“The photographers were militarized, even if they weren’t paid members of the military. They were taught at the School of Military Engineering at Chatham and sent with military assistants who recorded the transit with military timing, preparation, exposure, storage and later development of the plate.”
I found this aside interesting in the context early photography. In the context of what I know about early photography, (which granted is only what we were taught in Photographing America–an excellent course here at CMU), photography in the early United States was used to solidify state power through various projects. Examples include those like those we discussed in class–typologies creating a scientific concept of race (in order to justify slavery and racism), survey photography moving westward to catalog the new territory of the United States and convince people to move westward (manifest destiny), or notably Edward Curtis’ The North American Indian-a body of work supposedly undertaken to catalog the “Vanishing Race” (also a title of one of the works in the series)… but which was marred by the facts that Native Americans were not “vanishing” by experiencing a mass genocide (which Curtis’ work did not address) and that he did not in fact catalog traditional dress/rituals but rather asked Native Americans to pose for him in clothing he chose… regardless of what culture it was from or what significance it held.
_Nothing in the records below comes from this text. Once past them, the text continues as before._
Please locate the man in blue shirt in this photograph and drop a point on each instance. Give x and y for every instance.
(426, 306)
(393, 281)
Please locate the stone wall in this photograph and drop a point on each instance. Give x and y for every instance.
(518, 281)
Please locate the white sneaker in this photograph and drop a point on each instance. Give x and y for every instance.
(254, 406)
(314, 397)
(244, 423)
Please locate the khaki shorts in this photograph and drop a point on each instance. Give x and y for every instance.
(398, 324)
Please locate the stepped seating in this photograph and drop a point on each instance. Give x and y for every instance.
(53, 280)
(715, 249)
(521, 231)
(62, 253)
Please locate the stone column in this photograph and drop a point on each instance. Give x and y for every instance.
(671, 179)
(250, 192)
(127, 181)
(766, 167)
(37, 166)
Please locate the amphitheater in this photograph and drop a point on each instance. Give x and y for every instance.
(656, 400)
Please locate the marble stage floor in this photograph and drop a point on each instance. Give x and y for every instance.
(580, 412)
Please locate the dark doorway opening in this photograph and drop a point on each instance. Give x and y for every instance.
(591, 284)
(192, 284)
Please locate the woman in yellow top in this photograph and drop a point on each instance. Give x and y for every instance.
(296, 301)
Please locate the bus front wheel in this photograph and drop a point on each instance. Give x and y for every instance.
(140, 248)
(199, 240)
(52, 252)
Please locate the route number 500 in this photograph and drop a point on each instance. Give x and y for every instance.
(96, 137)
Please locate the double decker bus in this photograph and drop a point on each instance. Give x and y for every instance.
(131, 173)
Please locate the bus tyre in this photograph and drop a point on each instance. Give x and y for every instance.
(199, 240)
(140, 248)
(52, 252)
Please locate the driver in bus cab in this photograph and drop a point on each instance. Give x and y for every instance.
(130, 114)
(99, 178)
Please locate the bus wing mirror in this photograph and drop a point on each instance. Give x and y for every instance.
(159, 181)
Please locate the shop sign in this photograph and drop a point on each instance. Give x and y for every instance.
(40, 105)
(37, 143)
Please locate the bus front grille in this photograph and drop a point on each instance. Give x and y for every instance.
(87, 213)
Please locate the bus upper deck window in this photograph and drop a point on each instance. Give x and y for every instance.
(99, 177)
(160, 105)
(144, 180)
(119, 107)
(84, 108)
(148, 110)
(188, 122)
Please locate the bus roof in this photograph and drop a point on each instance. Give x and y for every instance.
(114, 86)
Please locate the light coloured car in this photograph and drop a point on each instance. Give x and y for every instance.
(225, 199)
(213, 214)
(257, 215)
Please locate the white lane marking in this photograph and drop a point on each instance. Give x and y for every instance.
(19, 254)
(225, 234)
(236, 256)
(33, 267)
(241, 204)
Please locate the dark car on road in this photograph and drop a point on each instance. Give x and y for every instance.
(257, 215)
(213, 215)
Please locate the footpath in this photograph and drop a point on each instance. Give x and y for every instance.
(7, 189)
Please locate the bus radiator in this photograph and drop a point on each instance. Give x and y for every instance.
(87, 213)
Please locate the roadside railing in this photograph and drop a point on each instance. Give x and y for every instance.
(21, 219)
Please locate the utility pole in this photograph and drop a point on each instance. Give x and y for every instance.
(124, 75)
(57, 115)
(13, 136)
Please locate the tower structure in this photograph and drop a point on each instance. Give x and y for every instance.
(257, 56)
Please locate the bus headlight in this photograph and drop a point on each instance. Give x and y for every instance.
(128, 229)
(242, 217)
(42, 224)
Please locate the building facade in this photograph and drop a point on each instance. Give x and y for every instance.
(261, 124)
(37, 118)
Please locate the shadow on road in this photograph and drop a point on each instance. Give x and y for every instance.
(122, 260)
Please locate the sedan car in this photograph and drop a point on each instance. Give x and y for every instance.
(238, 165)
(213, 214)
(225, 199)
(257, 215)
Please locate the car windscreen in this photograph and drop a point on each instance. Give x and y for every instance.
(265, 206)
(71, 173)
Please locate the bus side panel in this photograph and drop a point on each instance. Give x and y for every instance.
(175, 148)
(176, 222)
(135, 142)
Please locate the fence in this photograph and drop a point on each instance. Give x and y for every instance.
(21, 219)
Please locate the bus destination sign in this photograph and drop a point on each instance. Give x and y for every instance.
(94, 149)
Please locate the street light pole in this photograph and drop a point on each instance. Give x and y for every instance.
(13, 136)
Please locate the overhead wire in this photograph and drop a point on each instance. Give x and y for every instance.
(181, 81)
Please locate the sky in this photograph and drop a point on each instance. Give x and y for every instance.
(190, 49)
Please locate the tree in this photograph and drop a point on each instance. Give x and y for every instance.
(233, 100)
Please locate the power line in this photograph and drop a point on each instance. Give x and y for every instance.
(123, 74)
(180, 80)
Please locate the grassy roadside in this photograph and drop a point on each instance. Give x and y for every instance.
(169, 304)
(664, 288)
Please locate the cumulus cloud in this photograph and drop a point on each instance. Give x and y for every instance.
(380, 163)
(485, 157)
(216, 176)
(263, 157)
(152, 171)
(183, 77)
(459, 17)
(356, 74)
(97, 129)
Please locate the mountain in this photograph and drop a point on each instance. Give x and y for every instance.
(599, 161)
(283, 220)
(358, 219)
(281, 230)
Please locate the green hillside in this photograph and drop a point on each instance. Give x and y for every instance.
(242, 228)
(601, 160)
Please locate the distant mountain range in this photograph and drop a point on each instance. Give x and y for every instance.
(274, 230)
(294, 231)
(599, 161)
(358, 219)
The article mainly focused on where photography was lacking in terms of a scientific tool. For example, how unreliable measurements are even taken from a carefully captured photograph–in the case of early astronomical photography unusable, in survey photography labor intensive, or how in botany it highlighted a specific specimen as opposed to scientific illustrations which were designed to show a general/average. But beyond the scope of the article and these problems is that of what isn’t photographed at all. What can we understand from the information scientists and others choose not to (or are unable to) record?